Although her garden has seen better days because of the recent spate of hot weather, it’s yielded an abundance of cucumbers, tomatoes, beans, watermelons, peppers, zucchini, potatoes, lettuce, radishes, strawberries, and okra. Stored away in her pantry are jars of relish, chili sauce, sauerkraut, dilled green beans and cinnamon cucumber sticks.
Birdhouse gourds grow from sprawling vines. “It’ll take another year before I can do anything with them,” she said. “They need to dry out.”
Crafts come naturally to Ward who enjoys her retirement cooking, gardening, quilting and sewing. She also enjoys helping others.
Several times a week Ward helps Wilma and Weldon Goodell who both have suffered strokes in recent years.
“It’s not much,” Ward says of her assistance, which includes fetching their mail on a daily basis, taking Weldon to coffee every Monday and Friday, and driving to Iola to do their grocery shopping and fetch their prescriptions.
Weldon also enjoys riding around town with Ward on her golf cart — the transportion of choice for many residents.
“I’d say Colony has about 25-30 golf carts,” she said, with nary a golf course in sight. “It’s a great way to get around. I recharge mine about once a week,” she said of its battery.

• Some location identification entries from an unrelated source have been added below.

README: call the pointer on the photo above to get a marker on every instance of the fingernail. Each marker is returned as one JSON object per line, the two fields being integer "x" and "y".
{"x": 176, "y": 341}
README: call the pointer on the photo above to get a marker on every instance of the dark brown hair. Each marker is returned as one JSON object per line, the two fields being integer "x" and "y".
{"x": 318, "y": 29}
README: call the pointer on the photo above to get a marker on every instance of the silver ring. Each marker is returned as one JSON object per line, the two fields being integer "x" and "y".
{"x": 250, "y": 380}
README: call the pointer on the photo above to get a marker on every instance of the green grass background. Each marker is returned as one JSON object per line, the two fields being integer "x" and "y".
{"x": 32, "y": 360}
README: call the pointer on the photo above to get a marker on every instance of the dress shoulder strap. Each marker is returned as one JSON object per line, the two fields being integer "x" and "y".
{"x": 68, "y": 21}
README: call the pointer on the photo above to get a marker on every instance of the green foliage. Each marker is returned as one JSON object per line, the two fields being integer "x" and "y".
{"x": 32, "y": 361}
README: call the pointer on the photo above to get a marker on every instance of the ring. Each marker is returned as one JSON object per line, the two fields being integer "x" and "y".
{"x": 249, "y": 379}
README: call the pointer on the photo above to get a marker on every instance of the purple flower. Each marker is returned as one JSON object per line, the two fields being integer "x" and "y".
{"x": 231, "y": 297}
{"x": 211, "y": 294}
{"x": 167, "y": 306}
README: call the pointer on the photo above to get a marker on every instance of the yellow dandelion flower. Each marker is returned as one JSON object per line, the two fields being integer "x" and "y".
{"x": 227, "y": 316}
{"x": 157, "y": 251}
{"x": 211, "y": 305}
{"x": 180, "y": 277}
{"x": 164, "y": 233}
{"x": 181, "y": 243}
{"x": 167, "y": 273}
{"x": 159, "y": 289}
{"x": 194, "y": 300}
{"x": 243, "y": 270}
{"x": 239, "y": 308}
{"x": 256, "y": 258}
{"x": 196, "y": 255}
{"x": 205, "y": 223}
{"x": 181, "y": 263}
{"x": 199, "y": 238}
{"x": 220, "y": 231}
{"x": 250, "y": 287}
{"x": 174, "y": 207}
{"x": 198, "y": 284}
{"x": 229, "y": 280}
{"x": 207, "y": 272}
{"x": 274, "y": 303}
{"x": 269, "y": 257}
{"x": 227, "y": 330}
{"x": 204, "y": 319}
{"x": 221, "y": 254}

Golf carts are allowed on Colony streets; not so in Iola.
Ward has earned her leisurely lifestyle.
Her professional life centered on manual labor, including stints at the Country Critters puppet factory in Burlington for five years, Wolf Creek power plant for two years, and at Parmely Poultry Farms in Le Roy for 22 years.
She and Jim Ward married young and had two children, Earlene, now 52, and Coydel, 50. They have nine grandchildren and seven great-grandchildren.
Jim farmed, worked at a grain elevator and filling stations.
Around 2003, they both retired to a lake house near Blue Mound. When Jim fell ill they moved to Colony, Jim’s hometown. Jim passed away from heart disease shortly thereafter. They had been married 46 years.
Ward remained in Colony where she eventually met Robert Varvel. He passed away in 2009 from bone cancer.
Ward is involved with the Jolly Dozen club and attends United Methodist Church.

WARD ENJOYS the freedom of retirement. She gets great joy from simply sitting on her patio watching the birds.
A diagnosis of Type 2 diabetes in 2005 has slightly changed her lifestlyle. For one thing, she can’t eat the wonderful cakes, pies and cookies she makes for special occasions.
She says it wasn’t so hard to change her diet. “I like sweets, but I can do without them,” she said. “The hardest part is avoiding carbohydrates in general.”
Both her mother and brother, Robert Nauertz, had diabetes. Her mother went blind from the disease.
By growing her own food, keeping active with friends and hobbies, and helping those in need, Ward has a healthy lifestyle.
“So far, so good,” she said with a smile, showing happiness is no accident.